IN the world of higher education, we professors like to believe that we are free from the racial and gender biases that afflict so many other people in society. But is this self-conception accurate?
To find out, we conducted an experiment. A few years ago, we sent emails to more than 6,500 randomly selected professors from 259 American universities. Each email was from a (fictional) prospective out-of-town student whom the professor did not know, expressing interest in the professor’s Ph.D. program and seeking guidance. These emails were identical and written in impeccable English, varying only in the name of the student sender. The messages came from students with names like Meredith Roberts, Lamar Washington, Juanita Martinez, Raj Singh and Chang Huang, names that earlier research participants consistently perceived as belonging to either a white, black, Hispanic, Indian or Chinese student. In total, we used 20 different names in 10 different race-gender categories (e.g. white male, Hispanic female).

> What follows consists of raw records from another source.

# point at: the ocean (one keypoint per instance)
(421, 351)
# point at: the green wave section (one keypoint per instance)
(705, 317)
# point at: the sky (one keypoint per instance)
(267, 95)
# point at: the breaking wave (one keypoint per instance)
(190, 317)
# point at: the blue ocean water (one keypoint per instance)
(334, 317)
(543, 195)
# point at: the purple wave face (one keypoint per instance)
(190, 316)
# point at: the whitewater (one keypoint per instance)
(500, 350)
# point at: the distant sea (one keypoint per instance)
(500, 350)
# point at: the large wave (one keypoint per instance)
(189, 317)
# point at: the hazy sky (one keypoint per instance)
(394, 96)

On a Monday morning, the emails went out — one email per professor — and then we waited to see which professors would write back to which students. We understood, of course, that some professors would naturally be unavailable or uninterested in mentoring. But we also knew that theaverage treatment of any particular type of student should not differ from that of any other — unless professors were deciding (consciously or not) which students to help on the basis of their race and gender. (This “audit” methodology has long been used to study intentional and unintentional bias in real-world decision-making, as it allows researchers to standardize much about the decision environment.)
What did we discover? First comes the fairly good news, which we reported in a paper in Psychological Science. Despite not knowing the students, 67 percent of the faculty members responded to the emails, and remarkably, 59 percent of the responders even agreed to meet on the proposed date with a student about whom they knew little and who did not even attend their university. (We immediately wrote back to cancel those meetings.)

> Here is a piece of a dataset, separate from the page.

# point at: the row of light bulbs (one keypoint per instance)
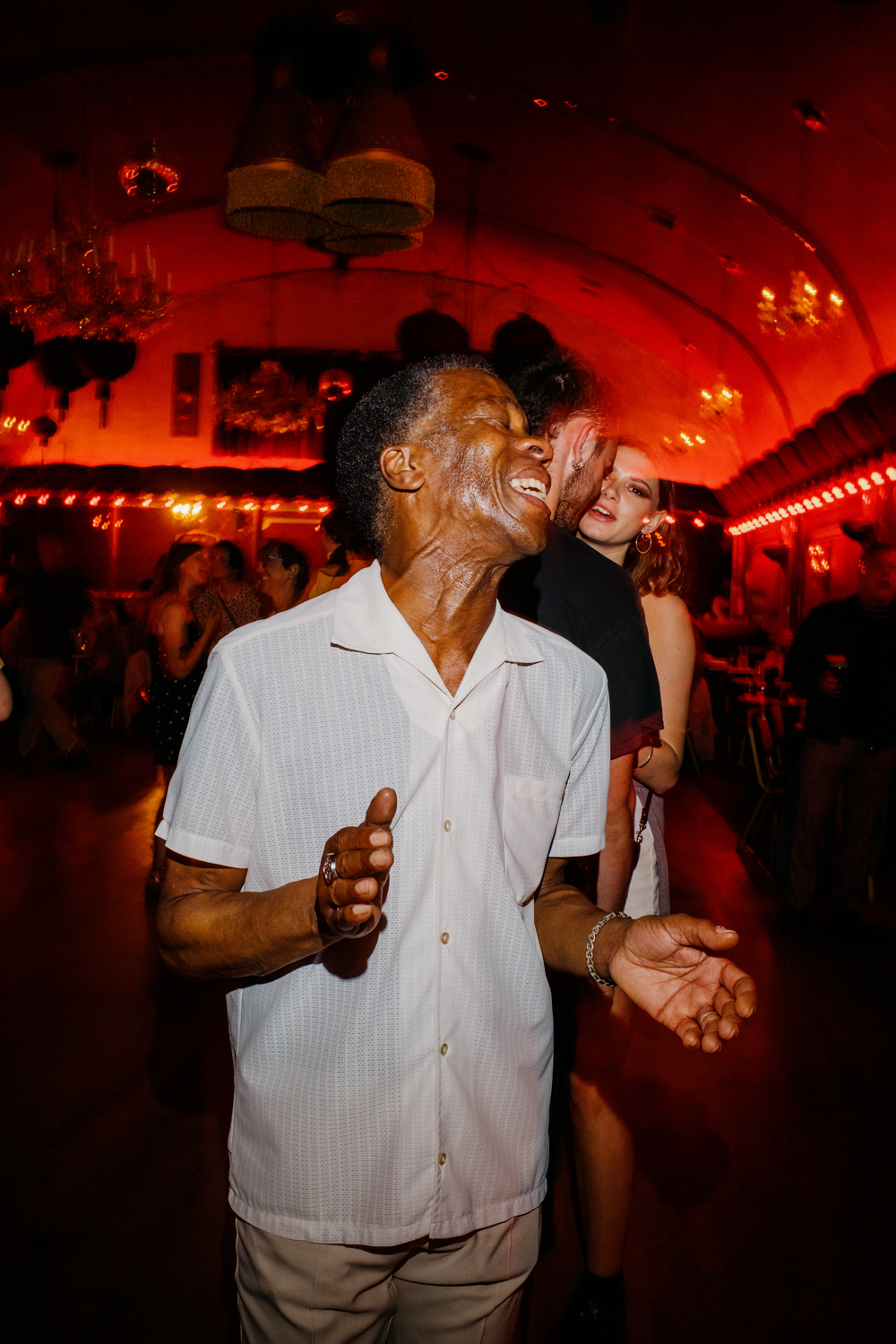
(813, 502)
(177, 508)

Now for the bad news. We computed the average response rates for each category of student (e.g., white male, Hispanic female), dividing the number of responses from the professors by the number of emails sent from students in a given race or gender category. Our analyses, which we reported recently in a second paper, revealed that the response rates did indeed depend on students’ race and gender identity.

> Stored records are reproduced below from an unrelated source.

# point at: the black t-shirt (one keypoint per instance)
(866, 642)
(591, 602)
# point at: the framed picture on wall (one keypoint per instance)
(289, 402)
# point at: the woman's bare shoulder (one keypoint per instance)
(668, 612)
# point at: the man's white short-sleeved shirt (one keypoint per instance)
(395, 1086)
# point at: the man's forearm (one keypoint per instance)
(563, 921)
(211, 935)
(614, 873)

Professors were more responsive to white male students than to female, black, Hispanic, Indian or Chinese students in almost every discipline and across all types of universities. We found the most severe bias in disciplines paying higher faculty salaries and at private universities. In a perverse twist of academic fate, our own discipline of business showed the most bias, with 87 percent of white males receiving a response compared with just 62 percent of all females and minorities combined.
Surprisingly, several supposed advantages that some people believe women and minorities enjoy did not materialize in our data. For example: Were Asians favored, given the model minority stereotype they supposedly benefit from in academic contexts? No. In fact, Chinese students were the most discriminated-against group in our sample. Did reaching out to someone of the same gender or race — such as a black student emailing a black professor — reduce bias? No. We saw the same levels of bias in both same-race and same-gender faculty-student pairs that we saw in pairs not sharing a race or gender (the one exception was Chinese students writing to Chinese professors).
Did it help to be in a discipline with a greater representation of women and minorities? Again, no. Faculty members in those more diverse disciplines, like criminal justice, were no less likely to discriminate than those in less diverse disciplines, like statistics. Did it help that these were students in the pre-applicant stage, when some believe underrepresented groups enjoy advantageous access to selective opportunities? Again, no. Even before reaching the formal admissions stage, women and minorities faced bias. In sum, each of the supposed hidden advantages of being a woman or minority proved to be no more than a phantom.
We doubt that we, or many professors in our sample, or many Americans generally, intentionally discriminate against women and minorities. But based on our research, we are a little chastened. Good intentions and meritocratic ideals aside, we have work to do.